Esto le dio entusiasmo por descubrir lo que tanto le disgustaba, y su gusto por la lectura revivió mientras exploraba con deleite las enfermedades ocultas de las mentes que los tontos habían valorado como grandes y nobles. Vio a Jane Austen y Charlotte Brontë como dos desagradables ejemplos de soltería; una como una entrometida en los flirteos de todos los demás, la otra como una ménade delirante y ansiosa que busca la autoinmolación en el altar de sus pasiones frustradas.

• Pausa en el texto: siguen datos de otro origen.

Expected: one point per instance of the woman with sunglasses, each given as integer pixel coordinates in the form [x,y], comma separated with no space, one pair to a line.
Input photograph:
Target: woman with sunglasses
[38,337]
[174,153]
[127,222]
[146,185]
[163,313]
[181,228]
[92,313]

Estos poderes de penetración lo asombraron. Con una mente tan aguda y original debería haber alcanzado la grandeza, sin embargo, era un mero abogado, y nada próspero. Si tuviera el dinero, podría hacer algo con esas acciones de marfil, pero sería una apuesta pura y no tuvo suerte.


Su envidia natural por sus conocidos más ricos ahora se mezclaba con un desprecio por su estupidez que se acercaba al odio. La digestión de su almuerzo en la City se arruinó al conocer a unos tontos sentimentales pero exitosos a quienes alguna vez había considerado como personas agradables. El solo hecho de verlos estropeaba su juego de golf, por lo que llegó a preferir leer solo en el comedor incluso en las tardes soleadas. Descubrió también, y con un leve sobresalto, que la señora Corbett siempre lo había aburrido. A Dicky le empezó a desagradar activamente como una imbécil insolente, y las dos chicas le parecían tan insípidamente ratones blancos; Fue un alivio cuando él abolió la aburrida costumbre de ir a darles las buenas noches.


En el silencio y la reclusión ahora ininterrumpidos del comedor, leyó con febril prisa, como si buscara alguna pista del conocimiento, alguna clave secreta de la existencia que la avivaría e inflamaría, la transformaría de su actual letargo en una vida digna de él y de sus poderes.


Incluso exploró los pocos restos en descomposición de la biblioteca teológica de su tío. Aburrido y desconcertado, persistió y tuvo el alivio ocasional de un feo grabado en madera de Adán y Eva con figuras como almohadillas y cabellos como dalias, o un mapa del Cosmos con la boca del infierno en la esquina, eructando demonios. Uno de estos libros tenía diagramas y símbolos en el margen que consideró fórmulas matemáticas de un tipo que no conocía. En ese momento descubrió que estaban dibujados, no impresos, y que el libro estaba en manuscrito, con una escritura negra muy pulcra y malhumorada. Además, en latín, era un hecho que le provocó al señor Corbett una conmoción de desilusión irracional. Porque mientras examinaba los signos al margen, se había sentido invadido por un júbilo extraordinario, como si se supiera a sí mismo al borde de un descubrimiento que debería alterar toda su vida. Pero se había olvidado de su latín.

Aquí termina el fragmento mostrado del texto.